The private Christian university in British Columbia wants to open a law school. Citing the public interest, the regulators of the legal profession in British Columbia, Ontario, and Nova Scotia refused to license Trinity’s law graduates because of a clause in the Community in Covenant agreement that all Trinity students must sign. The clause prohibits “sexual intimacy that violates the sacredness of marriage between a man and a woman.” The dispute boils down to a delicate balancing act under the Charter of Rights and Freedoms between Trinity’s religious freedom and the equality rights of LGBTQ persons who might want to study law at Trinity.

Trinity has won in Nova Scotia and British Columbia but has lost in Ontario. The Nova Scotia Barristers’ Society will not appeal to the Supreme Court, but Trinity intends to appeal the Ontario decision and the Law Society of British Columbia will appeal its defeat. The dispute seems destined for Canada’s top court.

A loss there would likely put other degree programs at Trinity at risk, starting with education and nursing. These programs too implicate a public regulator that accredits degree programs on the basis of which graduates may be licensed to work in these fields. How will these programs escape a ruling against Trinity’s law school? In British Columbia, the public regulators of these professions must carry out their mandate with the public interest in mind.
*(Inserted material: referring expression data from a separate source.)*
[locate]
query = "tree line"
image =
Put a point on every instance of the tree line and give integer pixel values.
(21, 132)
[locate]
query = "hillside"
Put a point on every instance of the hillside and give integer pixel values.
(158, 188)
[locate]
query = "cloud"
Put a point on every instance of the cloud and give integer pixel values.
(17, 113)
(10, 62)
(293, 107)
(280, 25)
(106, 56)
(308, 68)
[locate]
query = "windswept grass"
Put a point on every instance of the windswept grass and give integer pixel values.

(Such an outcome would effectively overturn a 2001 decision by the Supreme Court upholding Trinity’s education program. That decision resolved a legal dispute over essentially the same clause that is at issue in the law school litigation.)

But why stop at degrees that implicate a public regulator? If Trinity’s law school is denied because a law degree must be offered without regard to a student’s sexual orientation, why should it matter that the degree is in law, history, biology or business? To say that the sexual intimacy clause can continue to apply to programs at Trinity other than law mistakenly puts legal education on a pedestal above other academic disciplines.

Aside from the loss of a reputable institution with 24,000 alumni, Trinity’s demise would mark a significant dilution of freedom of religion and association in Canada. What does it mean if a private, self-funded, faith-based university cannot maintain a campus environment that reflects its faith through a code of conduct accepted by its students? It means that these fundamental freedoms (as the Charter terms them) are anything but fundamental.

Trinity is not merely a university. It is first and foremost a community of faith. And the covenant is not just a code of conduct. The five-page document is, in many respects, a profession of faith. It is no secret that Trinity has a target audience. Trinity exists for this audience. As the Supreme Court noted in the 2001 decision, Trinity “is not for everybody.”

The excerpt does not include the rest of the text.